Sunday, August 8th, 2010 | education, ICT in Africa, technology
A huge gap exists between those sections of the population having access to digital resources, such as computers, the internet and other technologies, and those who are not as fortunate. This gap is known as the digital divide.
The digital divide is most easily observed when certain groups own digital resources – or at least have access to them – and other groups don’t. Most people in the developed world own digital tools, whereas those in the developing world don’t. But even within any one country this divide is also apparent when you compare the affluent part of the society with its poorer counterpart. The gap is made wider when internet access is not available – or affordable – and when people don’t have the necessary skills to use digital tools.

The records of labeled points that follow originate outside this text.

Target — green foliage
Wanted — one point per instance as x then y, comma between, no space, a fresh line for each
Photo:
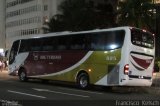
138,13
77,15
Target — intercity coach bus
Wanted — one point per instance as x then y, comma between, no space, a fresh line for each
122,56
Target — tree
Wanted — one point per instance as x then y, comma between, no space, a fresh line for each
138,13
78,15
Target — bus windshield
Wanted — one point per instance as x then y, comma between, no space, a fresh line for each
142,38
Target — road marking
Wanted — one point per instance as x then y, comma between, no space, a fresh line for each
46,90
81,91
26,94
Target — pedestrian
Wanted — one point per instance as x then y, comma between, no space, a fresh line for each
1,65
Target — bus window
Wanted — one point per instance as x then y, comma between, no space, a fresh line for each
141,38
13,52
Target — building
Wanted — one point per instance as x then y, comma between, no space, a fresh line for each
27,17
2,24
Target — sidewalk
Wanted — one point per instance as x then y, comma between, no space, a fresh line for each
155,88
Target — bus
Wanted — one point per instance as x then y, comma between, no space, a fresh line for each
121,56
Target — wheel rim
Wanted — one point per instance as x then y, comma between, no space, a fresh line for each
22,76
83,82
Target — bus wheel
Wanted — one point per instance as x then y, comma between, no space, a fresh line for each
83,80
23,75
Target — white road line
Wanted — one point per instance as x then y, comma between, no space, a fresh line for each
81,91
26,94
46,90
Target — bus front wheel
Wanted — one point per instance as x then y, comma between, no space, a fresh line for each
83,80
23,75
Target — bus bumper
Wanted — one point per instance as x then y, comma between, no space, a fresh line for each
137,82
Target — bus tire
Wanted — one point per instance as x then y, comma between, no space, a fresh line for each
22,75
83,80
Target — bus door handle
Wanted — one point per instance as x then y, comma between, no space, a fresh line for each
50,63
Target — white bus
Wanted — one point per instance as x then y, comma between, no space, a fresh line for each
122,56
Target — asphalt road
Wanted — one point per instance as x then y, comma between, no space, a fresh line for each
15,92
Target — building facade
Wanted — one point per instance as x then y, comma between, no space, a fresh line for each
27,17
2,24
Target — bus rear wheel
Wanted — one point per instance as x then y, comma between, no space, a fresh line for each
83,81
23,75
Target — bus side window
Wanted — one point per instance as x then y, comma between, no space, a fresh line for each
14,51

The digital divide is often linked to other divides, such as the gender gap, racial inequalities, the urban-rural divide and language barriers.
In Africa the digital divide is quite severe, and it often goes hand in hand with the other divides along gender, racial, location, language and poverty lines.
Teachers can play a critical role in erasing the digital divide. The first step is to obtain access to digital tools for your own use – this means you have to purchase a personal computer or a laptop, or arrange to use one on a regular basis. If you already have access to such a tool, you are indeed fortunate.
The next step is to learn how to use your digital device. At times you may feel like a tight-rope walker while battling to cross over to the milk and honey of the promised digital land, but with determination and perseverance you will succeed. Many of your peers have already done so.
You have to cross the digital divide first – only then will you be able to lead your learners safely over the chasm-crossing bridge.